Can a recorded recollection be received into evidence as an exhibit?

A

If admitted, the recorded recollection may be read into evidence but may be received as an exhibit only if offered by an adverse party.

56
Q

What’s the residual exception to the rule against hearsay?

A

A hearsay statement is not barred by the rule against hearsay even if the statement is not specifically covered by a hearsay exception if:

  1. the statement has equivalent circumstantial guarantees of trustworthiness;
  2. it is offered as evidence of a material fact;
  3. it is more probative on the point for which it’s offered than any other evidence that the proponent can obtain through reasonable efforts; and
  4. admitting it will best serve the purposes of the FRE and the purposes of justice.

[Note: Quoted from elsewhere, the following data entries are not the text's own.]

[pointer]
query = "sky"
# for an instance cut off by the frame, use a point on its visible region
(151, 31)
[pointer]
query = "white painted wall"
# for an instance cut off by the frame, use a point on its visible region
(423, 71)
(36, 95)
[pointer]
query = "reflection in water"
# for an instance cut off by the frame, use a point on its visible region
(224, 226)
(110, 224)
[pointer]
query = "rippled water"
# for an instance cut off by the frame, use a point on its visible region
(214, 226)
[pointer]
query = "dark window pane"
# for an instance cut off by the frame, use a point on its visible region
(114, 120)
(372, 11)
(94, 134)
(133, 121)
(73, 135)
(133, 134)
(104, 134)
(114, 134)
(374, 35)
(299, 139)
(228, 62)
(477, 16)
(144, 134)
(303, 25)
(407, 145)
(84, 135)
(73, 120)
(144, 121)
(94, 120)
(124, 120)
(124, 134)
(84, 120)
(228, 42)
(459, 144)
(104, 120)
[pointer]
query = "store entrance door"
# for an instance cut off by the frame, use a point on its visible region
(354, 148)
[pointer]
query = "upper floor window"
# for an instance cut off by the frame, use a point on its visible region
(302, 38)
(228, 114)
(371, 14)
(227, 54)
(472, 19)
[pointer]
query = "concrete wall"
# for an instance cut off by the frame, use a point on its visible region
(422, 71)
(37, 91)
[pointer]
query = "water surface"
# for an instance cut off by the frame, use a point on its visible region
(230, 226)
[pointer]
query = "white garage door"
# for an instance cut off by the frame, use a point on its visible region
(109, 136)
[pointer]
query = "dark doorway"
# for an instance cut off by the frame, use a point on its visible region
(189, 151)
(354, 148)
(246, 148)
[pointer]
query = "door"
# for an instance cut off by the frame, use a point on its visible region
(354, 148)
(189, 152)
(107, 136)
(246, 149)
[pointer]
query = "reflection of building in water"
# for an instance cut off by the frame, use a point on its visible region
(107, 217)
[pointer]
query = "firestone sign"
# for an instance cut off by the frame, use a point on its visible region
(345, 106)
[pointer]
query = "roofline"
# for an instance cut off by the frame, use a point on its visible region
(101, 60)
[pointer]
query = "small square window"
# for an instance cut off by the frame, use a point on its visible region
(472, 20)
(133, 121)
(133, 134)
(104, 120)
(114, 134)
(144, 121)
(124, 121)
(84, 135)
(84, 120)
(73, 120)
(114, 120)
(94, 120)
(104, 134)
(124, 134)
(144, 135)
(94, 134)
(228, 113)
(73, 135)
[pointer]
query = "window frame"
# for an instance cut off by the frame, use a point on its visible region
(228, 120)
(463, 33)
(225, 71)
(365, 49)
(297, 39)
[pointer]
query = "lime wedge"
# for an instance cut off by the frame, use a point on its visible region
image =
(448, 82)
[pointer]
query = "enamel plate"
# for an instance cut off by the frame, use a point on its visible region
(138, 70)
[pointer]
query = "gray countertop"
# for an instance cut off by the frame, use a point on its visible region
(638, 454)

However, the statement is only admissible if, before the trial or hearing, the proponent gives the adverse party reasonable notice of the intent to offer the statement and its particulars so that the party has a fair opportunity to meet it.

57
Q

What’s required for a lay witness to offer opinion testimony?

A

Opinion testimony from a non-expert is limited to:

  1. rationally based on the witness’s perception;
  2. helpful to clearly understanding the witness’s testimony or to determining a fact in issue; and
  3. not based on scientific, technical, or other specialized knowledge within the scope of FRE 702.

FRE 701.

58
Q

What’s required for a witness to testify as an expert?

A

A witness who is qualified as an expert by knowledge, skill, experience, training, or education may testify in the form of an opinion or otherwise if:

  1. It will help the trier of fact to understand the evidence or determine a fact in issue;
  2. the testimony is based on sufficient facts or data;
  3. the testimony is the product of reliable principles and methods; and
  4. the expert has reliably applied the principles and methods to the facts of the case.

FRE 702.

59
Q

The trial judge functions as a gatekeeper to keep “junk science” out of the courtroom. To that end, what are the two basic requirements for expert testimony?

A
  1. Reliability; and
  2. Relevance.

Daubert - (SCOTUS 1993)

60
Q

What information can an expert base his or her opinion on in a case?

A

An expert may base an opinion on facts or data in the case that the expert has been made aware of or personally observed. FRE 703.

61
Q

Can an expert state an opinion and give the reasons for it without first testifying as to the underlying facts or data?

A

Yes. But the expert may be required to disclose those facts or data on cross-examination. FRE 705.